Using 'lbfgs' solver because it was the faster and most acurate of the ones available.

In [15]:
start = time()

logistic_regression = LogisticRegression(solver='lbfgs', multi_class='auto')

logistic_regression.fit(train_set, train_label.label.values)

score = logistic_regression.score(test_set, test_label.label.values)
print(score)

print('Finshed in:', time() - start, 'seconds')

0.9032539682539683
Finshed in: 13.795281171798706 seconds




In [16]:
start = time()

logistic_regression_pca = LogisticRegression(solver='lbfgs', multi_class='auto')

logistic_regression_pca.fit(train_set_pca, train_label.label.values)

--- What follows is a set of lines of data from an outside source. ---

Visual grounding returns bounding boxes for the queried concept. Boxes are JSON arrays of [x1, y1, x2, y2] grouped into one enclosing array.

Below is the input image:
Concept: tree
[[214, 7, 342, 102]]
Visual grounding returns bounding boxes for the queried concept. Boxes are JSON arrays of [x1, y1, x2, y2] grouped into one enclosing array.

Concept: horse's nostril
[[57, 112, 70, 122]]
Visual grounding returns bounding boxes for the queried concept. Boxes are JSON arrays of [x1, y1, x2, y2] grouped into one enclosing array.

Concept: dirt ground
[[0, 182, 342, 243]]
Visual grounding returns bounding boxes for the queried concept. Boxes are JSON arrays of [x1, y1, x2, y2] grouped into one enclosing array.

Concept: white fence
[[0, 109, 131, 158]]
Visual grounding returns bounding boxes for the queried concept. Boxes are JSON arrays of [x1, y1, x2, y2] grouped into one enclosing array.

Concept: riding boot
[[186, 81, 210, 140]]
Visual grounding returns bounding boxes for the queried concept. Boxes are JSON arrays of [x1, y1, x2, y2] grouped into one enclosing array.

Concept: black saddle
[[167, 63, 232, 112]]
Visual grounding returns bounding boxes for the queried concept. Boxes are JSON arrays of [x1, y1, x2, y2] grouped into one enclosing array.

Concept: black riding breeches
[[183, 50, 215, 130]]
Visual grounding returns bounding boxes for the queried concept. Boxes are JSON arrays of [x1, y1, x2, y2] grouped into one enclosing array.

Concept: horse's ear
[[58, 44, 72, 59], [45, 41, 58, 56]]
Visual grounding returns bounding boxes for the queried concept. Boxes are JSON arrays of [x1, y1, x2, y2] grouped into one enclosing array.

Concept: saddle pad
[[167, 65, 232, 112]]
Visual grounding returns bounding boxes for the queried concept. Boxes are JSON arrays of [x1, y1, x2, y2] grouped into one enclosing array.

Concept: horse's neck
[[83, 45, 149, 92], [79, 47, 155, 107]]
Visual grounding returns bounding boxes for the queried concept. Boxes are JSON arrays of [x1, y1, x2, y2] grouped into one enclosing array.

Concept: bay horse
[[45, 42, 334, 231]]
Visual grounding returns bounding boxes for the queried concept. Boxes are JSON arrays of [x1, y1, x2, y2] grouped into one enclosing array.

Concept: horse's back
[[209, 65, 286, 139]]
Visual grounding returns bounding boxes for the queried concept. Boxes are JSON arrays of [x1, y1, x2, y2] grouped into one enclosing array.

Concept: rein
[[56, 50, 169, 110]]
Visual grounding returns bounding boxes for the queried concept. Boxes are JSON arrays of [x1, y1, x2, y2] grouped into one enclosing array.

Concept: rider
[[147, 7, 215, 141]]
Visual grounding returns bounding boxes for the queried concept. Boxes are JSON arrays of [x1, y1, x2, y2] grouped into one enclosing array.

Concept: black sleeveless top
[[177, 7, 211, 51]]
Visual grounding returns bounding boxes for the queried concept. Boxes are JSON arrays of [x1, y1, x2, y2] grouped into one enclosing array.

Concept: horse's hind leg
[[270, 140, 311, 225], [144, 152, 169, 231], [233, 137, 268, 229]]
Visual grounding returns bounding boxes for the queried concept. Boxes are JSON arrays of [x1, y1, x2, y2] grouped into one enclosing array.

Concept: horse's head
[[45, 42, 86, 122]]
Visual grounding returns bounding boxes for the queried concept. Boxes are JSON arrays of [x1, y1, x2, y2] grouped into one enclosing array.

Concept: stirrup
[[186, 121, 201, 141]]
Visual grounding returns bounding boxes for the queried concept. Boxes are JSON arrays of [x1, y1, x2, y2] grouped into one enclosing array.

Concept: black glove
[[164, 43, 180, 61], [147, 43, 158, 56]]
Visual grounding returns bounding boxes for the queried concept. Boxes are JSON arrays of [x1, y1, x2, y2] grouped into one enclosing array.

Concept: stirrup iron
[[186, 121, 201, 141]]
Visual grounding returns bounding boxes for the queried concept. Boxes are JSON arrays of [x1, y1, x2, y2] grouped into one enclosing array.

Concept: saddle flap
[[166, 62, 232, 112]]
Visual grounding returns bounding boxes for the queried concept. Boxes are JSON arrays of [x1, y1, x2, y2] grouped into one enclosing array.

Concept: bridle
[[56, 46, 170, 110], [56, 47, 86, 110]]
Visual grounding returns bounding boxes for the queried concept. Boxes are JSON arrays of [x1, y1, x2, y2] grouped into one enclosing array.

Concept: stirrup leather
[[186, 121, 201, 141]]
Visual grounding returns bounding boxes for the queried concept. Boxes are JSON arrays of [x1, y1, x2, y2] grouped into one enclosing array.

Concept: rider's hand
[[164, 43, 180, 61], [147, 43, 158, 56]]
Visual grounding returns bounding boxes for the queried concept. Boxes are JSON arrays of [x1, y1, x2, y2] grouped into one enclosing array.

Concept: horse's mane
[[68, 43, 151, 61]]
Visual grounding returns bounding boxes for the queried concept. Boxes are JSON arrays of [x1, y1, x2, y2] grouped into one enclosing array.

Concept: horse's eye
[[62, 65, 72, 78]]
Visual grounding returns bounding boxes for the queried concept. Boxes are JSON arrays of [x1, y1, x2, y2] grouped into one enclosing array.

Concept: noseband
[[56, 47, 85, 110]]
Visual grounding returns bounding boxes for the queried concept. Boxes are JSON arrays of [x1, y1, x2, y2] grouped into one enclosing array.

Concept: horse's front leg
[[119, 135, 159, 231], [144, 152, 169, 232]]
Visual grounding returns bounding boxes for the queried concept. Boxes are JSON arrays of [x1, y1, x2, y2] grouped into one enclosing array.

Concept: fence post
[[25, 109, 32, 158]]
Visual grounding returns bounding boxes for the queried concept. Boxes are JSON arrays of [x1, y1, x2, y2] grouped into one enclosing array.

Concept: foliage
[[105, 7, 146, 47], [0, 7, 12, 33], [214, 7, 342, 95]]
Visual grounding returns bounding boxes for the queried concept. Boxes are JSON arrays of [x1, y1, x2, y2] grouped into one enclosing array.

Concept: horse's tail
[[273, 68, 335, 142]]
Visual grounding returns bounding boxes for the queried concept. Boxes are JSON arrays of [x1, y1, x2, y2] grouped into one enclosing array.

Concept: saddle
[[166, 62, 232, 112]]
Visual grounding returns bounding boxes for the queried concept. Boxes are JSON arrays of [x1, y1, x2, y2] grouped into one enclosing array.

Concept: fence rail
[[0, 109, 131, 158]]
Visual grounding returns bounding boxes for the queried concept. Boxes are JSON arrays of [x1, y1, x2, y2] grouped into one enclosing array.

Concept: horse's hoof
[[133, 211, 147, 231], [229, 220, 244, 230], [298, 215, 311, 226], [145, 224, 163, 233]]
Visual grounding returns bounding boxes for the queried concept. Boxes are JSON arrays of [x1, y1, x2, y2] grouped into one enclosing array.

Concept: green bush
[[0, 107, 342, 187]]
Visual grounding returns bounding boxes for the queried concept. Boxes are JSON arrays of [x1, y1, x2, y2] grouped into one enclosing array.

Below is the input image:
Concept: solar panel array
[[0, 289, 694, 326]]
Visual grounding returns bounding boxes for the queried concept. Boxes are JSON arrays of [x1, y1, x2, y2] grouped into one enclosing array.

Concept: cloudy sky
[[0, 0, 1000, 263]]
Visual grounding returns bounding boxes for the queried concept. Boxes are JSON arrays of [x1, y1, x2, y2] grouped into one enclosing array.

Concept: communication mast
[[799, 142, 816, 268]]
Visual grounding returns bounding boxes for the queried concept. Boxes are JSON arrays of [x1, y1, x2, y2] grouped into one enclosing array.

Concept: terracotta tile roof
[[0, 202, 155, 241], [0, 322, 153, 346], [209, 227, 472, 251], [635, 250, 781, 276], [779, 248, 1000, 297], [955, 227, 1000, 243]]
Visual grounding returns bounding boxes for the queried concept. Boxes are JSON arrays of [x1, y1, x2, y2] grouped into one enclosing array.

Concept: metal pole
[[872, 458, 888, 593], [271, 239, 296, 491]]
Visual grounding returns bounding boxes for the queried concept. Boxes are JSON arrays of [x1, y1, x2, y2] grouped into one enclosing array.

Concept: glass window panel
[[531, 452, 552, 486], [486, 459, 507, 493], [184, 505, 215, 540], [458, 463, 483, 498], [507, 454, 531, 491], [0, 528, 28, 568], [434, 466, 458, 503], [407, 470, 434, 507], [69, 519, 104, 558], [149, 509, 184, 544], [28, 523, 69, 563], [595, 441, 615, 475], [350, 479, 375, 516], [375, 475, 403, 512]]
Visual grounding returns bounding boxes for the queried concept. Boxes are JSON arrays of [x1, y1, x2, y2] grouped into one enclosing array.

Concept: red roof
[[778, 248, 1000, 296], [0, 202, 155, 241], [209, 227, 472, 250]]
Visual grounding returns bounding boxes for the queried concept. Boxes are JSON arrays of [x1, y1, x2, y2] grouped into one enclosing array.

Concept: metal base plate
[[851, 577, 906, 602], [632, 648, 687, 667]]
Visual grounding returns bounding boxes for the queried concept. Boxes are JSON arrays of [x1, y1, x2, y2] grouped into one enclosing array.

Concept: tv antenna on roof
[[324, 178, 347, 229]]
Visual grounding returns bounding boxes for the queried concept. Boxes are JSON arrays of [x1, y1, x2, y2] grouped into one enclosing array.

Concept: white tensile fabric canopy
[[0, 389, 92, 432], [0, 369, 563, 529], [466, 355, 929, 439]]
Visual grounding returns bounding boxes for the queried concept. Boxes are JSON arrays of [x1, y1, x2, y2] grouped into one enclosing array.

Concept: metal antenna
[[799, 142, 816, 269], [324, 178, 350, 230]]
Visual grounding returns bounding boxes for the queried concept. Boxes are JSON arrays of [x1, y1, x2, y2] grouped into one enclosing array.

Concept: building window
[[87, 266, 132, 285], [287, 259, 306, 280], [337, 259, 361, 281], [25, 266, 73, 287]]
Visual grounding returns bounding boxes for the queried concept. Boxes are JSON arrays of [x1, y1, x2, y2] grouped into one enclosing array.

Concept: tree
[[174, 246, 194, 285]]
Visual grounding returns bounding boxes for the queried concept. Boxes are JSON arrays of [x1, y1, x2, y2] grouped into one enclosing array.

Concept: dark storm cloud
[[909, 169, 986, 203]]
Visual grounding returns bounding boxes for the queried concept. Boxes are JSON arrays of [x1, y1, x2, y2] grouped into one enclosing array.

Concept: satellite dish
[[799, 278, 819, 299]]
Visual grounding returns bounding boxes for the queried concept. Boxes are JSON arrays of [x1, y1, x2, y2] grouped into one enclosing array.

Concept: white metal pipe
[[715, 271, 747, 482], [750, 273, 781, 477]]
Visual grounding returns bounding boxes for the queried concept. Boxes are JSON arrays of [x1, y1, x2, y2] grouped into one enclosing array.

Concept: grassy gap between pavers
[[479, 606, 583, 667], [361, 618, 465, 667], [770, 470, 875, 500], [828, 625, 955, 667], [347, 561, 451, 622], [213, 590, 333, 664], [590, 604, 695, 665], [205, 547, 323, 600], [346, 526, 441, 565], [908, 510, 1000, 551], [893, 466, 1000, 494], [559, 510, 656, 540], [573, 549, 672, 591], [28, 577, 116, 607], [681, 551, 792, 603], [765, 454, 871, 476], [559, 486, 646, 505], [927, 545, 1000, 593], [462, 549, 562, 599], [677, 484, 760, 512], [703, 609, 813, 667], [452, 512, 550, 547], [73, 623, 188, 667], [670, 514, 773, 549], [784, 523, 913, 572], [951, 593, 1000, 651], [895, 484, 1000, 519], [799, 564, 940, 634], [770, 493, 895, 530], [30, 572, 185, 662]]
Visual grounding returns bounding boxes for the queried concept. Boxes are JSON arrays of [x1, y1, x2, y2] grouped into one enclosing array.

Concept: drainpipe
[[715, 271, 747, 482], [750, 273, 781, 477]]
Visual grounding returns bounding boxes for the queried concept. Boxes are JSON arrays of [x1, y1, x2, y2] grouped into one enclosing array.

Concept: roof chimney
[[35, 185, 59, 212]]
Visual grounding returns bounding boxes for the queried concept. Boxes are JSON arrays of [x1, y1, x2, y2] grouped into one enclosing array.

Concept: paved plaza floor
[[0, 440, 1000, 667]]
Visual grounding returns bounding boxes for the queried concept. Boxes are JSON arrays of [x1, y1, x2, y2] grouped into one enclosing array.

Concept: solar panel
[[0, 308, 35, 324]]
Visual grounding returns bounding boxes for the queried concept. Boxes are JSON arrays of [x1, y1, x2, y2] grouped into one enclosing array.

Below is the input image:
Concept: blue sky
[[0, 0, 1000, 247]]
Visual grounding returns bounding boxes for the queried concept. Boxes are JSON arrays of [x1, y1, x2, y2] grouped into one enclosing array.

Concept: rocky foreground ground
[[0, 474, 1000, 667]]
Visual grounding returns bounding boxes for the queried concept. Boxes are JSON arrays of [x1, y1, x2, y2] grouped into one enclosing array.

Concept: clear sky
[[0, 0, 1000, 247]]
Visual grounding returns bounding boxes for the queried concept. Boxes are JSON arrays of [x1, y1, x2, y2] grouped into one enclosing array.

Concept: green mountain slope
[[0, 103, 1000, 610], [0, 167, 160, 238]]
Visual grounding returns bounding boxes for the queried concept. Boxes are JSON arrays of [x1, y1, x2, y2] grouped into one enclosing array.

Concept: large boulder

score_pca = logistic_regression_pca.score(test_set_pca, test_label.label.values)
print(score)

print('Finshed in:', time() - start, 'seconds')

0.9032539682539683
Finshed in: 5.987042188644409 seconds




## Conclusion

By using PCA it was possible to retain the accuracy while spending half of the initial time in the process.

Of course this was a limited test, but it shows the potential that using a technique such as PCA to speed up some algorithms.